A disclaimer on the LegalZoom website says it can't guarantee that all of the information it offers is current, and that the firm isn't responsible for "any loss, injury, claim, liability, or damage related to your use of this site or any site linked to this site. ... In short, your use of the site is at your own risk."
That's why the Missouri lawyers say it's important to stop the company from doing business in the state. While critics have suggested the lawsuit is an attempt by attorneys to protect their turf, especially in a slow economy, plaintiffs' attorneys insist their efforts are geared toward protecting the public.

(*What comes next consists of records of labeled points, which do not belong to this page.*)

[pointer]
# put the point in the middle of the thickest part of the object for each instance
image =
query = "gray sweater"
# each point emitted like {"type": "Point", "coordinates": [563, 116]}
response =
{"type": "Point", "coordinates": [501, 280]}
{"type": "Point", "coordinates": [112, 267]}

LegalZoom's business practices have been challenged in other states, such as Alabama, where the Dekalb County Bar is suing to bar the company from selling its legal documents there. The North Carolina Bar has sent a cease-and-desist letter to LegalZoom. Last year, the Washington State Attorney General's Office agreed to a settlement with LegalZoom in which the company was banned from comparing its costs to attorneys' fees unless the company clearly discloses that it isn't a substitute for a law firm.
The Missouri case raises interesting questions at a time when the costs of legal services are rising and many people don't have extra money to pay attorneys, said Kathleen Bird, court administrator in Clay County, northeast of Kansas City.
"This is not an easy issue to grab onto," said Bird, who frequently interacts with people who represent themselves in family court matters. "What is the practice of law and what is not has not really been nailed down specifically."
She said there has been a trend over the past decade toward allowing limited representation, in which attorneys provide some legal services but don't handle an entire case. Half of the states now have some form of limited-scope representation, she said, though the Missouri Bar initially resisted such a move.
"A person out of law school can have a $200,000 debt to pay off, but the wages of the average person have not increased," she said. "One thing lawyers can do is limited representation. The public can get access to help with a case without turning everything over to lawyers and have them handle it exclusively."